The first version was called the General Code for the Prussian states (Allgemeines Gesetzbuch für die Preußischen Staaten, AGB, 1792). Svarez and Klein, who were under the orders of Frederick the Great, presented a project in 1785, but the general state laws for the Prussian states were finally codified in 1794. Frederick had recently overruled his judiciary who had ruled against the millers Arnold in the Miller Arnold case, imprisoning judges who had disobeyed his orders. As a figure keen to maintain his prestige as an Enlightened Absolutist, codification of the laws was a desirable response to his un-Enlightened break of the 'rule of law'.

===Usage===
The interpretations of the code's usage are contradictory; some interpret the laws as well known for being simple to read and interpret, without much abstract, being rather an every-day regulating laws, but others point out that while the code was written in German, it used an incredibly casuistic and imprecise language, making it hard to properly understand and use in practice.

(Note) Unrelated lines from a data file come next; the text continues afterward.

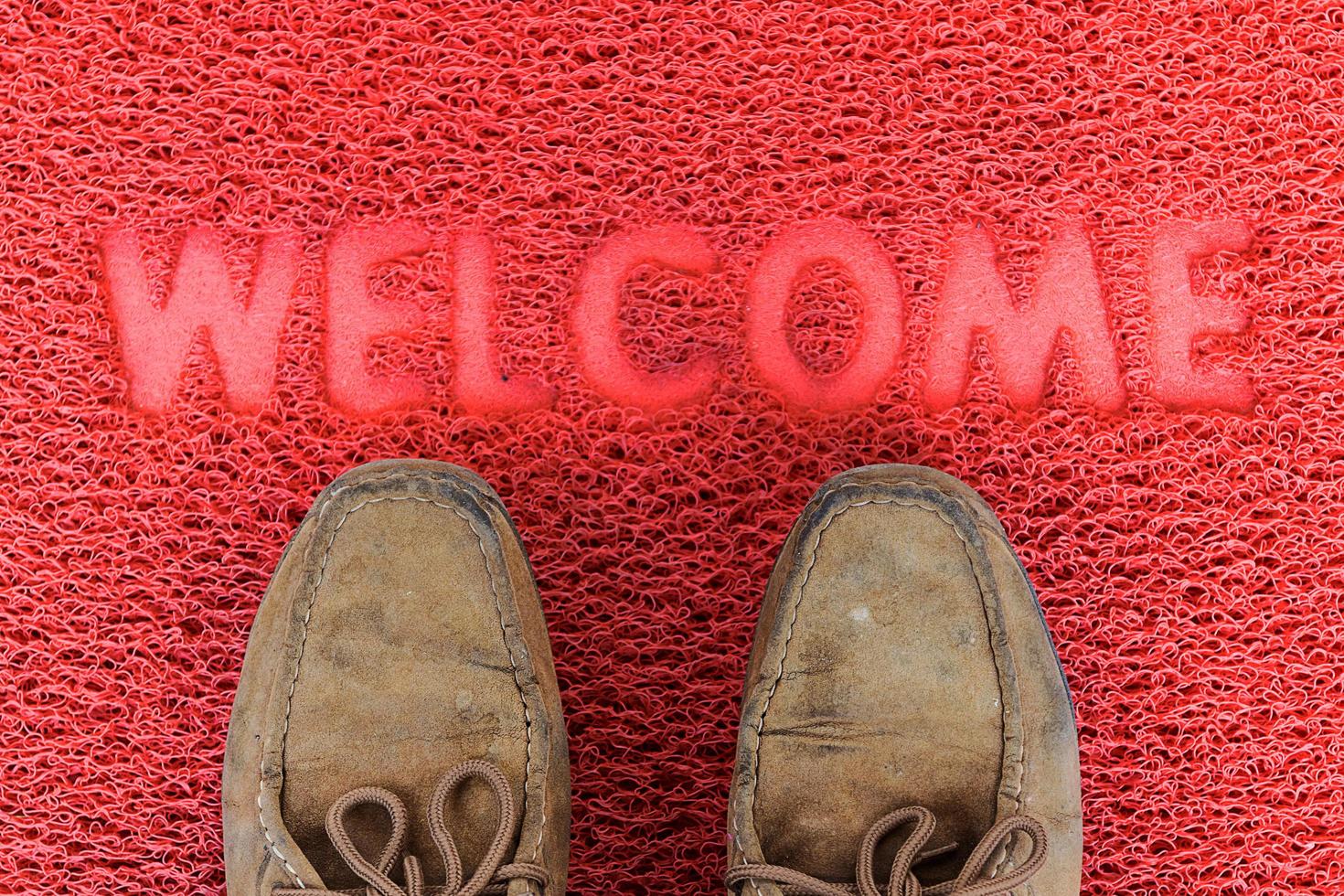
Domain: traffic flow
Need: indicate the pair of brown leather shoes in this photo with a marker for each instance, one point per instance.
(905, 726)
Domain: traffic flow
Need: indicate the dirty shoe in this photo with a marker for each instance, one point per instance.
(398, 727)
(906, 724)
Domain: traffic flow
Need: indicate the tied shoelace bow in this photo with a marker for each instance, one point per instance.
(902, 881)
(491, 876)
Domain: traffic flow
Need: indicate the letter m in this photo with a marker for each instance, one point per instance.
(242, 331)
(1021, 340)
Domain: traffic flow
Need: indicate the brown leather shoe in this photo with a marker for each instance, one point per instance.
(398, 703)
(905, 709)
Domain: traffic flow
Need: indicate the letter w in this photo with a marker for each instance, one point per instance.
(243, 332)
(1021, 340)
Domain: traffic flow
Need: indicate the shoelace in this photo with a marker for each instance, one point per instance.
(491, 876)
(902, 881)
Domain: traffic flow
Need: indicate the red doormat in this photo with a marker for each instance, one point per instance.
(657, 271)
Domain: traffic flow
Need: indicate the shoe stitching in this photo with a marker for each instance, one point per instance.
(812, 559)
(308, 615)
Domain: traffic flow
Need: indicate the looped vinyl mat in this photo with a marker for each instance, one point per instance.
(657, 271)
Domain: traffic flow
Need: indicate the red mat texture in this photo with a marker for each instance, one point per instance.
(657, 271)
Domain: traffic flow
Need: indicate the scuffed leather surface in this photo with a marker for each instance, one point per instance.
(400, 635)
(901, 660)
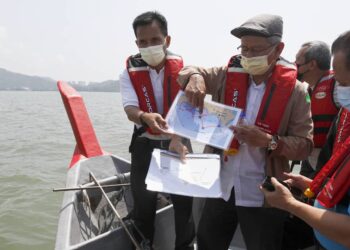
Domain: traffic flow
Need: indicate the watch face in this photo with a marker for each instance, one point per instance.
(273, 145)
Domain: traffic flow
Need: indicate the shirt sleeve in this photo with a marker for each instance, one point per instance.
(127, 91)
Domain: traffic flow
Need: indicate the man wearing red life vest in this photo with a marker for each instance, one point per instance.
(148, 87)
(330, 215)
(278, 127)
(313, 61)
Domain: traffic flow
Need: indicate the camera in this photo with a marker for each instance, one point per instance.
(267, 184)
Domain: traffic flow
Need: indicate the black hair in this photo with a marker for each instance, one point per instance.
(320, 52)
(342, 43)
(147, 18)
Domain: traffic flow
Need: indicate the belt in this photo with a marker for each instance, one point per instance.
(161, 144)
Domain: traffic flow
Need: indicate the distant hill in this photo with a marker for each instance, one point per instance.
(15, 81)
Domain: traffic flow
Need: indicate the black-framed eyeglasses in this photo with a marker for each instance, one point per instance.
(254, 51)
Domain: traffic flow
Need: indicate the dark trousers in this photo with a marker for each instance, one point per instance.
(262, 228)
(145, 201)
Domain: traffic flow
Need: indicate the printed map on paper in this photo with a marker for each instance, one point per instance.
(211, 127)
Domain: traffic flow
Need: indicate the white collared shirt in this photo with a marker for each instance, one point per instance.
(246, 170)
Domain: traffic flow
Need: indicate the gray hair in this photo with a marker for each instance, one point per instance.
(342, 43)
(320, 52)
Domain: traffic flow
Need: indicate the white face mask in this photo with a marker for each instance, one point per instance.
(255, 65)
(153, 55)
(343, 95)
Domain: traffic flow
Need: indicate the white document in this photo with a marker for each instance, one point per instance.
(197, 177)
(211, 127)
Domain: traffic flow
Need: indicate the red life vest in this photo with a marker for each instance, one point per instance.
(333, 181)
(141, 81)
(279, 88)
(323, 108)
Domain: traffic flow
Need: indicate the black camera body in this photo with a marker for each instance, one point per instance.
(267, 184)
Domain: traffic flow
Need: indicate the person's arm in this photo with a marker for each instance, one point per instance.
(152, 120)
(332, 225)
(298, 143)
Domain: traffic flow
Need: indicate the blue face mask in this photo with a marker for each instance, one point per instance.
(343, 96)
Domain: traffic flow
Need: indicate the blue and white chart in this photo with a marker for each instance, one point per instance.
(209, 127)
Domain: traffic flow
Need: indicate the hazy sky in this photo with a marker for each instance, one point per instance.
(90, 40)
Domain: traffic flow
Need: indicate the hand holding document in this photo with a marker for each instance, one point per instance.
(211, 127)
(197, 177)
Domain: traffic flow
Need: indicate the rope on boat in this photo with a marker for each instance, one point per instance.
(136, 244)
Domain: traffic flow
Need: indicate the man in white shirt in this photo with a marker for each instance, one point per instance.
(278, 128)
(148, 87)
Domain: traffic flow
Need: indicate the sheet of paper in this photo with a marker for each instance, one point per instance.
(211, 127)
(197, 177)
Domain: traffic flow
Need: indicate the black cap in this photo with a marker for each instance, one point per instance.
(262, 25)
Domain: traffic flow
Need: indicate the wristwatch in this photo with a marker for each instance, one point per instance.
(273, 144)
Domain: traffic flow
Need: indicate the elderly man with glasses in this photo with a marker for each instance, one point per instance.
(278, 128)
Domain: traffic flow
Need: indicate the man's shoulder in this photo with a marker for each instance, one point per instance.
(301, 86)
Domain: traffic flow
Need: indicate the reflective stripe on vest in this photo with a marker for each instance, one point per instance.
(323, 108)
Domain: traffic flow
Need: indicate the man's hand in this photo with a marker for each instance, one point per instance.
(280, 198)
(296, 180)
(177, 146)
(155, 122)
(195, 91)
(251, 135)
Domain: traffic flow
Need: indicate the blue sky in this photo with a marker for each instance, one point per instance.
(89, 40)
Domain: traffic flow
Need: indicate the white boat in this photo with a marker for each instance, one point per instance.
(86, 219)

After the second partition of Poland, it was promulgated on the annexed territories as subsidiary law, intended to accelerate the process of their integration with Prussia.

The Landrecht was a typical example of a law of the transition period between feudalism and capitalism, where old institutions of feudal law (ordinations, separate property, class divisions, nobility privileges, subjection of peasants) existed alongside modern ones (definition of property).

The Landrecht stopped functioning after the system was reformed (Stein–Hardenberg reforms) and the feudal remnants were removed.